My Experience Living With Chronic Pain
Last updated: May 2022
I have been living with chronic pain for 4 years now. It began in 2017 when I was working as an account manager for a luxury car service, and I started noticing that I couldn't sit for long periods of time without my lower back and hips starting to hurt. It wasn't a normal kind of back and hip pain, it was a burning sharp pain that would be consistent and would not get better with any of the over-the-counter meds that were available for back pain.
I decided to take medical leave to find out what was wrong
In my mind, I thought because I had children, that maybe it was from the epidural injections that were administered to me at time of birth. But it turns out that wasn't the case. After seeing numerous doctors, no one could tell me what was causing my pain.
It wasn't until I saw a jaw surgeon that I found out I had an autoimmune disease called ankylosing spondylitis, because I tested positive for the HLA-B27 antigen. I was referred to see a rheumatologist where I was officially diagnosed with AS. I was in complete shock. I never heard of the disease and I didn't know anyone living with the disease.
I was lost
I asked the doctor what it was, and she explained to me that it was an inflammatory form of arthritis that attacks the spine and other larger joints in the body, and that there was no cure only treatments.
I felt like my whole world stopped in that very moment. I felt like I couldn't breathe and I was having a panic attack. I went home and told my mom what the doctor had told me, and she asked me what it was and if there was a cure for it. I told her no, only treatments, and she immediately gave me a hug and told me that I would be okay. We cried together and we researched all we could about the disease and what was to come.
Here are 5 things that may help you understand chronic pain a little better
Pain isn't just physical.
Chronic pain clearly affects the body, but it also affects emotions, relationships, and the mind. It can cause depression and anxiety which in turn can make the pain worse and cause mental illness.

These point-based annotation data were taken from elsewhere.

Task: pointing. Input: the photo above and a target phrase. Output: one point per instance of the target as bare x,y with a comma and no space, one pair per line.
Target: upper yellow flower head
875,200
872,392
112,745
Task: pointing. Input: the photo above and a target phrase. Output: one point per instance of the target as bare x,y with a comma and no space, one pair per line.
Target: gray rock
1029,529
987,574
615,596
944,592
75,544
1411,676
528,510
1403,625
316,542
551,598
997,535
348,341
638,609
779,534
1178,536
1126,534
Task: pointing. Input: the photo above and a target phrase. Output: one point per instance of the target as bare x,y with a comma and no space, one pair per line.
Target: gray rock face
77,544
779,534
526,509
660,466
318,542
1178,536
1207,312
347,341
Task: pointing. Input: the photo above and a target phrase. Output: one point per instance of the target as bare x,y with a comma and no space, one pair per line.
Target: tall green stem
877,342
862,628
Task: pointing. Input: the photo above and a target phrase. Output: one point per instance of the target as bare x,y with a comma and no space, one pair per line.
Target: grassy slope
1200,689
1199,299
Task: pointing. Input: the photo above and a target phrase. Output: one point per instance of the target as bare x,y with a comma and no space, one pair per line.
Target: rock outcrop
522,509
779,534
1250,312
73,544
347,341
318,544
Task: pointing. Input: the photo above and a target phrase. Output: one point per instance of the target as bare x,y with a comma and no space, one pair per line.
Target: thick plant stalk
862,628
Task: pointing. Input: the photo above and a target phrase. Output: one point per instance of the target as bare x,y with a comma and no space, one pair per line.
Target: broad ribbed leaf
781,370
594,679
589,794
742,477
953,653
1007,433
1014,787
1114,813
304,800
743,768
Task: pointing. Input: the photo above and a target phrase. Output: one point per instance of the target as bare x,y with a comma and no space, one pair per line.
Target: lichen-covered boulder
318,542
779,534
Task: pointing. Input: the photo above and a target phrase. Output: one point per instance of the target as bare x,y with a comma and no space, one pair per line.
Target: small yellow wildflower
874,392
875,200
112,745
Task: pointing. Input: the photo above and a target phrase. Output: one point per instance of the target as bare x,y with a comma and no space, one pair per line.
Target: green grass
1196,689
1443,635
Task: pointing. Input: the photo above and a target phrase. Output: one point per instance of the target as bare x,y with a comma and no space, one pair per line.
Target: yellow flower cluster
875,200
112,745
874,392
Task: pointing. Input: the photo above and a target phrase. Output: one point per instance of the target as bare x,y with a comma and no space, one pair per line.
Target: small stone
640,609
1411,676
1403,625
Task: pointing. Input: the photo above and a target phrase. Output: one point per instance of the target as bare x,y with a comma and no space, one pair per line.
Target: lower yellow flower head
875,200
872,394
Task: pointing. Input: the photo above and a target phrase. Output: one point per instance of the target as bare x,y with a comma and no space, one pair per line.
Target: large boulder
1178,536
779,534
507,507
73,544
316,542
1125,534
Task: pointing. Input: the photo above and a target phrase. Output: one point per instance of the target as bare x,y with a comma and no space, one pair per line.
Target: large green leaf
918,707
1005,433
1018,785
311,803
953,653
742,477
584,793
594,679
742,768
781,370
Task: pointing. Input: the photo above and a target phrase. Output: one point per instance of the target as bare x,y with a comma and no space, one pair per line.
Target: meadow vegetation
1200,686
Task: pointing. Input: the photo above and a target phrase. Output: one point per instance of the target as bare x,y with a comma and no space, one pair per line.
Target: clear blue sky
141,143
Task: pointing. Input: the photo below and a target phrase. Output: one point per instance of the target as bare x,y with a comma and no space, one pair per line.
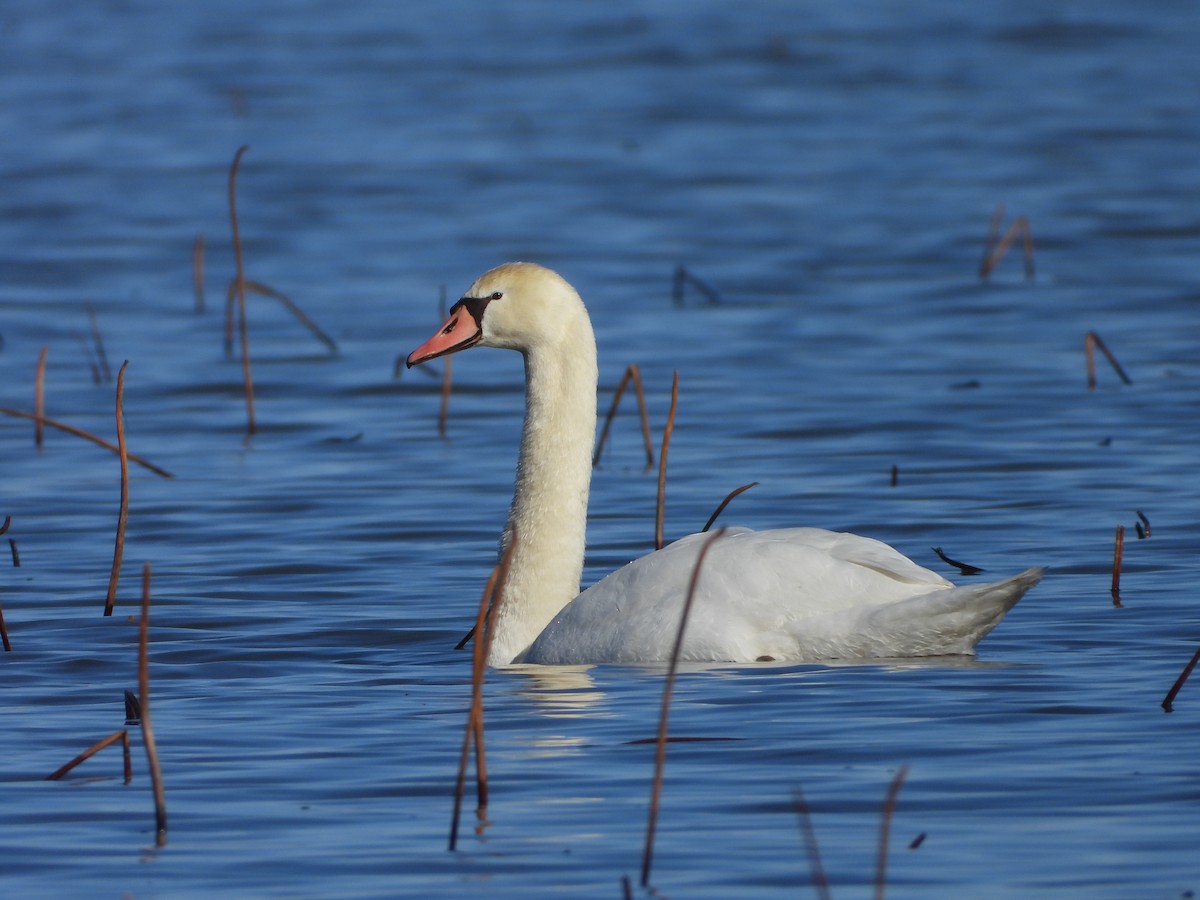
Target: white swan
785,594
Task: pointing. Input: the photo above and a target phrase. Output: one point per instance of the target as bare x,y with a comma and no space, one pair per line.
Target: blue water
831,171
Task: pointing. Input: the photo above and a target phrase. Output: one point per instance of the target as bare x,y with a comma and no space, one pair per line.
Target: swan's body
785,594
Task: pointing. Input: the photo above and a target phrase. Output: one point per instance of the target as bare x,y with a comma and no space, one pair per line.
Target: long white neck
550,505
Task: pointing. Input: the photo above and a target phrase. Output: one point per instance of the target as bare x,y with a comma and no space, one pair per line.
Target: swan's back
785,594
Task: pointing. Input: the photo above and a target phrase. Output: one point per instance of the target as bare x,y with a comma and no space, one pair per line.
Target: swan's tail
948,622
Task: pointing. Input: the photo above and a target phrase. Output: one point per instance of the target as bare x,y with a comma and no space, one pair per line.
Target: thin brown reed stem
240,281
996,251
40,397
124,513
84,435
99,343
1091,341
820,880
198,273
633,373
160,801
889,807
725,503
1169,700
1117,553
683,277
489,609
123,736
660,749
447,384
663,461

Pain isn't always curable.
Medical professionals do their very best, but they don't always have the right answers, nor do they always have cures. There is no magic pill or intervention that makes chronic pain disappear completely. Sadly some people with chronic pain may never be pain free again. However, there are many effective treatments that can help manage chronic pain.
Not all pain means harm.
It took me time to learn that pain doesn't always mean emergency. There are two types of pain: acute pain is the body's normal response to tissue damage or injury, and needs immediate medical care, and heals usually in less than 3 months. Chronic pain is an abnormal response and doesn't improve with time. It can happen even without tissue damage and happen long after the body heals. It also changes how the brain processes pain.
By being able to tell the difference between new acute pain and chronic pain, I have changed how I react to chronic pain by not being so guarded or worried about it. Thoughts, feelings, and behaviors are connected. Chronic pain makes it easy to feel distressed, to give up and become a victim. "Why me," "life isn't fair," and other unhelpful thoughts increase ones focus on pain and can make it worse so look for the blessing instead of the curse!
If chronic pain doesn't mean more harm and there are no magical medical answers, what's left to do but accept it as the "new normal" adapt to it, and learn how to cope and manage it.
In loss there is gain.
Though my losses to chronic pain over the last 4 years have been steep, I have also gained much through the experience. I gained a new respect for myself, knowing that I am in control of the pain instead of the pain controlling me. I gained friendships, and I am gaining a new purpose in helping others cope with their pain. I have set a new course for my journey, and you can too!